Français Nov 3, 2024

Actualité de Yourcenar

Nous sommes mieux renseignés [qu’à la fin du XIXe siècle] sur la manière dont une civilisation finit par finir. Ce n’est pas par des abus, des vices ou des crimes qui sont de tous les temps, et rien ne prouve que la cruauté d’Aurélien ait été pire que celle d’Octave, ou que la vénalité dans la Rome de Didus Julianus ait été plus grande que dans celle de Sylla.

Les maux dont on meurt sont plus spécifiques, plus complexes, plus lents, parfois plus difficiles à découvrir et à définir. Mais nous avons appris à reconnaître ce gigantisme qui n’est que la contrefaçon malsaine d’une croissance, ce gaspillage qui fait croire à l’existence de richesses qu’on n’a déjà plus, cette pléthore si vite remplacée par la disette à la moindre crise, ces divertissements ménagés d’en haut, cette atmosphère d’inertie et de panique, d’autoritarisme et d’anarchie, ces réaffirmations pompeuses d’un grand passé au milieu de l’actuelle médiocrité et du présent désordre, ces réformes qui ne sont que des palliatifs et ces accès de vertu qui ne se manifestent que par des purges, ce goût du sensationnel qui finit par faire triompher la politique du pire, ces quelques hommes de génie mal secondés perdus dans la foule des grossiers habiles, des fous violents, des honnêtes gens maladroits et des faibles sages. Le lecteur moderne est chez lui dans l’Histoire d’Auguste.

Marguerite Yourcenar, « L’histoire d’Auguste »,

dans Sous bénéfice d’unventaire, essais, Paris, Gallimard, 1978, p. 7-27.

Marguerite Yourcenar a rédigé en 1958, dans le droit fil des Mémoires d’Hadrien, publié en 1952, ces réflexions sur l’Histoire d’Auguste, recueil de vingt-huit portraits d’empereurs romains ayant régné aux IIe et IIIe siècles, rédigé à la fin du IVème. J’ai volontairement isolé le paragraphe final. Tout l’essai se caractérise par une maîtrise de l’écriture, une profondeur d’analyse et de pensée, une lucidité sans concession qui émeuvent et bouleversent. Ce qui me frappe surtout, c’est le caractère prémonitoire de cet inventaire à peu près exhaustif des égarements de l’époque où nous vivons, soixante-cinq ans plus tard, dans le champ du politique, du social, de la culture, de la vie.

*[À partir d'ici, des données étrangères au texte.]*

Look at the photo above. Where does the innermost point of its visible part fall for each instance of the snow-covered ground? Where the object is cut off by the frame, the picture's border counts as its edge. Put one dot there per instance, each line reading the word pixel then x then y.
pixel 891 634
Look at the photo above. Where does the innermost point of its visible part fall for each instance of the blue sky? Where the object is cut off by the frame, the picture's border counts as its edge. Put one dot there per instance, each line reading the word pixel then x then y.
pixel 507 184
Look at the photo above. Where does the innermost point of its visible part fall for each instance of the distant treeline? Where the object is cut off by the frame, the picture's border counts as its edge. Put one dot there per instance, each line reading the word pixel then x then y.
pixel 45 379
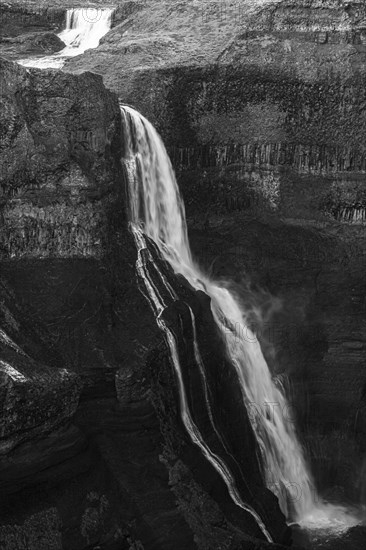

Je transcris ce passage au moment où les sauveteurs de Valence et d’ailleurs s’apprêtent à retirer de la boue des cadavres, peut-être par dizaines, de personnes surprises par un déluge prévisible mais que l’on n’a pas voulu prévenir ; au moment où des gouvernants se prévalent d’un pouvoir délégué par les urnes pour en faire un usage disproportionné ; au moment où la vérité ou, du moins, une approche critique et raisonnée des phénomènes, doit s’effacer devant les vitupérations d’illuminés ou de manipulateurs cyniques dont les médias se font l’écho avec complaisance ; au moment où les causes les plus justes sont dénaturées par le jusqu’au-boutisme de leurs plus récents défenseurs ; au moment où l’on réentend les tenants d’un système politique qui a produit tant d’horreurs, et que, naïvement, l’on croyait définitivement éradiqué, mais dont l’effacement n’a guère duré que l’espace de deux générations ; au moment où la médiocrité devient un critère de valeur, dès l’instant où elle est relayée par le grand nombre.

Pour honorer à sa juste mesure la perspicacité de Marguerite Yourcenar, la liste pourrait s’allonger encore.